By Kate Barcellos
After five months of searching, Hunger Free Vermont has a new executive director.
And she’d been with them all along.
“When I hear from a food-service director that kids are crying on the last day of school because they know they won’t have regular meals, it gets me,” said Anore Horton, executive director.
“I never want to hear that story again … we’re going to silence that story once and for all.”
In January, the 16-member board of directors approached Horton, then their nutrition initiatives director, to serve as acting director while they conducted a nationwide search. They invited Horton, now in her seventh year with Hunger Free Vermont, to submit her own application for the permanent position.
On June 21, out of all the applicants who applied from coast to coast, it was Horton who was chosen.
“I was humbled and honored that after they interviewed many other applicants, that they selected me to lead this amazing organization,” Horton said in an interview last Thursday.
Horton was originally hired almost a decade ago to serve as manager of child nutrition initiatives, before she became the nutrition initiatives director, teaching organizations that help low-income Vermonters how to use federal nutrition assistance programs like 3SquaresVT, Meals on Wheels and WIC.
“We provide training and customized technical assistance to all of those organizations who use those programs correctly and make sure they are getting the broadest possible participation and access,” Horton said. “That’s one of the core things Hunger Free Vermont does.”
As executive director, Horton said she plans to continue working diligently with state government, and helping organizations find ways to provide as much assistance as they can for families struggling with food insecurity.
“We’re the only organization in the state that does what we do,” she said. “We’ve decreased child hunger by 37 percent in the last five years.”
This is largely due to the work Hunger Free Vermont has done to ensure 67 schools throughout the state can provide their students with free meals during their school day, so they can concentrate on their work and not worry about their reputations.
“Fourteen thousand kids now have access to two to three meals a day, depending on the school,” Horton said. “The road to dignity for children is through universal meal programs.”

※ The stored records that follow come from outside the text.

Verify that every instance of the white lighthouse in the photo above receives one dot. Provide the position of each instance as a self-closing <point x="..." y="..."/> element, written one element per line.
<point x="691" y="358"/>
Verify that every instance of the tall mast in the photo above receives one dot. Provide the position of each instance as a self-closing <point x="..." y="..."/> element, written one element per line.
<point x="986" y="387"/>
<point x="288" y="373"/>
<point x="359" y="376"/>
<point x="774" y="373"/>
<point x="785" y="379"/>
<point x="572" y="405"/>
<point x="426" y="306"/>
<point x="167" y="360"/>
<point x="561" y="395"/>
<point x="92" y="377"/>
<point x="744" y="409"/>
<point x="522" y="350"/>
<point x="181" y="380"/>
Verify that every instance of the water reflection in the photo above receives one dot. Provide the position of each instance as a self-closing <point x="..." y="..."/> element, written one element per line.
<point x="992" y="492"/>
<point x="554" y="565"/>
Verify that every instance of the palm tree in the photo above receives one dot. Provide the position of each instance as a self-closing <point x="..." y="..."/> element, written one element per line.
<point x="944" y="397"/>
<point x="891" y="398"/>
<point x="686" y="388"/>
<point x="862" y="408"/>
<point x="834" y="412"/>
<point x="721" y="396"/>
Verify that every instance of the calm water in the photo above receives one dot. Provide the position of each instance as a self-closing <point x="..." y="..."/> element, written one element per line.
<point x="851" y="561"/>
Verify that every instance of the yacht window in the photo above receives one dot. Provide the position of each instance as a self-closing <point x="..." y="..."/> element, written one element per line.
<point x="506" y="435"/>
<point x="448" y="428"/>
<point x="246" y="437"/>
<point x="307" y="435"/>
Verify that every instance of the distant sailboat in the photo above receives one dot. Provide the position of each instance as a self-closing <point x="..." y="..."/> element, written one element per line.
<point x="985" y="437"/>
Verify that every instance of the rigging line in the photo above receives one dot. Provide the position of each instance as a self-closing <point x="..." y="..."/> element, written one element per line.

Moving forward, in addition to expanding reach to other organizations, growing the team, and continuing the fight to provide more schools with universal meals programs, another demographic is in serious need of help from Hunger Free Vermont.
“Older Vermonters, 55 and up, are the only segment where hunger and malnutrition is increasing instead of decreasing,” Horton said. “We’re helping to bring together a statewide coalition to look at this.”
Horton said they’re also working with the early-childhood learning community to make child care with high-quality meals more affordable, providing more nutrition education programs for people committed to eating healthfully, and working with the business community to combat hunger in the workplace.
“Hungry and malnourished people can’t contribute to their full potential,” Horton said. “Just like hungry kids can’t concentrate and learn.”
Before coming to Hunger Free Vermont, Horton didn’t have a background in food, hunger or nutrition, though she understood hunger as a social-justice issue.
“I certainly had a lot to learn,” she said. “The more I’ve learned about hunger and engaged in work to help end hunger, the more clear I’ve become about how foundational nutrition is for addressing all of the other issues that we’re concerned about in Vermonters.”
Hunger affects all socioeconomic facets, from the achievement gap in schools to workforce development, Horton said.
“Hunger is the canary in the coal mine,” she said. “When families start restricting their food budgets, that tells us that family is in economic distress in all areas.”
Hunger Free Vermont’s board chairman Darren Allen welcomed Horton to her new position, saying she has demonstrated a passion for addressing hunger insecurity in her past years, and he is confident in her abilities in her new role.
“Already in her tenure, she has envisioned several ways to make the organization stronger and even more effective in its fierce dedication to ending the injustice of hunger and food insecurity in Vermont,” Allen said in a statement.
Food is necessary for the body to think, move, work and play. “No child is going to be crying on the last day of school because they’re hungry,” Horton said. “We don’t have to be a society that tolerates that.”